TERMS AND SERVICES: Client agrees to pay the Company a total amount of Five Hundred Fifteen ($515) USD, which shall be paid via wire transfer or agreed upon method of payment. The duration of the session will be ninety (90) minutes. I understand that I have the right to review this consent with an attorney if I choose before accepting any coaching or services. I have executed this consent freely and willingly understand its provisions. I recognize that the Company will rely upon my signing of this document in accepting me as a client and establishing me under legal contract. I acknowledge receipt of a copy of this consent if I have requested it. The goal of this 90-minute session is to help the coach to pinpoint the most probable explanations of your health experience or complaints.

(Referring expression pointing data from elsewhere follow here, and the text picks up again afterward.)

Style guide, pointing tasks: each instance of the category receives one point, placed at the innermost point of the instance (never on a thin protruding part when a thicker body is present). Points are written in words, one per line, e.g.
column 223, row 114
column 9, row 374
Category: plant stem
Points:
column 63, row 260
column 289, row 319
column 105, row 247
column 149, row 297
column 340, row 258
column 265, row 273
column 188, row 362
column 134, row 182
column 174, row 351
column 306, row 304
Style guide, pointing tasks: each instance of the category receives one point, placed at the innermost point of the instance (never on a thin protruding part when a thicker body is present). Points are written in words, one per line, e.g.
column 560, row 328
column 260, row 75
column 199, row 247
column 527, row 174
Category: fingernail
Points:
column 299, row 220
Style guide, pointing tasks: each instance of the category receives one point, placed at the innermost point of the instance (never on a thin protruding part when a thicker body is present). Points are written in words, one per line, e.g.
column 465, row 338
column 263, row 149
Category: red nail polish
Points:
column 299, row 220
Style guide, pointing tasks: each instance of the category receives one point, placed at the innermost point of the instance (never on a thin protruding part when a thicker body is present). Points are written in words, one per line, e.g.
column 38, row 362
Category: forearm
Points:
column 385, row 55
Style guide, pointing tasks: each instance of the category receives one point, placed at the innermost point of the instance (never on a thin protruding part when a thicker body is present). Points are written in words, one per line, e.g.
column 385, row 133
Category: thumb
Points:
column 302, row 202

I do hereby acknowledge that by signing this statement of understanding that I understand that some, and perhaps all, of the discussion involved during this 90-minute session may be innovative, non-traditional or unconventional and is not to be construed to qualify as medical or nutritional advice and it is for informational and educational purposes only. I also understand that these unconventional services may be viewed by 3rd party insurance purveyors as non-covered services, in that they might be considered unreasonable or unnecessary under any medical insurance program. I also realize that my insurance coverage does not pay for such services and that I will be personally responsible for payment. I understand that I will pay all costs including reasonable attorney fees, should that become necessary. I understand that all outstanding balances bear interest at the maximum rate allowed by law.
I understand that my acceptance of these terms represents full informed consent for any and all treatments, services, and recommendations offered and given to me or my minor and that I will not be required to sign individually separate consent forms for any protocols or recommendations received during time with the company.